Le dernier Derby de la capitale n’a pas valu par sa qualité technique et son esprit sportif sur le terrain mais par le spectacle hideux en dehors, avant, pendant et après le match. La violence physique a rivalisé avec la brutalité verbale. Violence, injustifiée et abusive, dont tout le monde s’accorde à accuser, dans une large mesure, les forces de l’ordre, censées justement maintenir l’ordre sans bafouer le droit ou la dignité des spectateurs ni attenter à leur intégrité physique. Les séquences vidéo, qui en témoignent, sont des preuves irréfutables de la cruauté dont ont fait montre les policiers. Ce n’est pas un service d’ordre mais une démonstration de force, au mépris de tout sens d’humanité et de citoyenneté. Le public aux stades serait-il devenu ennemi public ou menace contre la sécurité nationale ?!

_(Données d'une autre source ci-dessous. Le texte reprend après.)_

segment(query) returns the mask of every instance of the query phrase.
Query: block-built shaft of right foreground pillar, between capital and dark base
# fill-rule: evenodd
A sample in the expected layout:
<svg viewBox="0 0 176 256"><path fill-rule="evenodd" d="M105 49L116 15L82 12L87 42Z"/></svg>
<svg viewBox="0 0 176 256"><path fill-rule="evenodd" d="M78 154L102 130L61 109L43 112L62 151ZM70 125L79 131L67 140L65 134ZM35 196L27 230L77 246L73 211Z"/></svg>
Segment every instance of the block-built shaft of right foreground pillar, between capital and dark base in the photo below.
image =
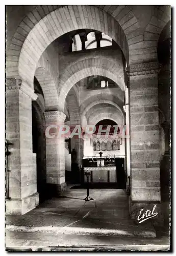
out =
<svg viewBox="0 0 176 256"><path fill-rule="evenodd" d="M141 192L143 200L160 200L157 75L131 78L130 118L133 200L138 200ZM148 175L153 182L147 182Z"/></svg>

Aux dernières nouvelles, un groupe d’avocats compte porter plainte contre le ministre de l’intérieur et certains hauts responsables, présumés impliqués dans la violence à Rades. Slim Riahi, président du Club Africain, a accusé les forces de l’ordre d’en avoir déclenché les hostilités et d’avoir provoqué les supporters clubistes, qui n’ont fait que réagir à la brutalité dont ils ont été victimes. D’ailleurs, le tifo clubiste fuité, bien avant le Derby, par un agent du ministre de l’intérieur (sanctionné suite à une enquête l’ayant identifié comme coupable) a cristallisé la colère des clubistes contre ledit ministère. Déjà le ton et la couleur ont été annoncés avant le match. Peut-être qu’en signe de réaction et de solidarité, les policiers présents à Rades, revanchards, ont voulu venger leur collègue, châtié par sa hiérarchie pour sa faute professionnelle. Pour les graves incidents de Rades, le ministre de l’intérieur est également appelé à diligenter une enquête pour en connaitre les causes et les responsables.
Cerise sur le gâteau, si cerise et gâteau il y a, la déclaration au vitriol de la ministre de la jeunesse et du sport, après les scènes de violence dans les travées du stade de Rades, violence inouïe, disproportionnée et non moins arbitraire du reste, pour laquelle Majdouline Charni brandit, tel un épouvantail, le curieux concept de ” terrorisme sportif”. Devant la réaction autant farouche que légitime des supporters du Club Africain, fustigeant la confusion dont elle a fait montre et l’assimilation du public clubiste à un ramassis de terroristes, la ministre, droit dans ses bottes, refuse de s’en excuser au risible prétexte qu’elle ne pouvait le faire pour l’emploi d’un terme existant dans le dictionnaire, appelant ses contradicteurs à utiliser ce glossaire pour mieux comprendre. Affirmation qui est irrecevable sur le plan tant conceptuel que moral. A en juger :
Il est vrai qu’en Tunisie, on est beaucoup moins dans le débat d’idées que dans le conflit de concepts. On est beaucoup plus à la quête de notions bâtardes et hybrides qu’à la recherche de vues créatives. L’école buissonnière à la place de l’école de pensée. Les cours de récréation en lieu des cours d’école. Majdouline Charni en est l’édifiant exemple. Banaliser le terme terrorisme, en décontextualiser l’emploi et le mettre à toutes les sauces, quitte à verser dans l’amalgame, à brouiller le message et à se couvrir de ridicule ainsi qu’à se donner en mauvais spectacle, apporte justement de l’eau aux moulins des terroristes et donne des grains à moudre aux ennemis du pays.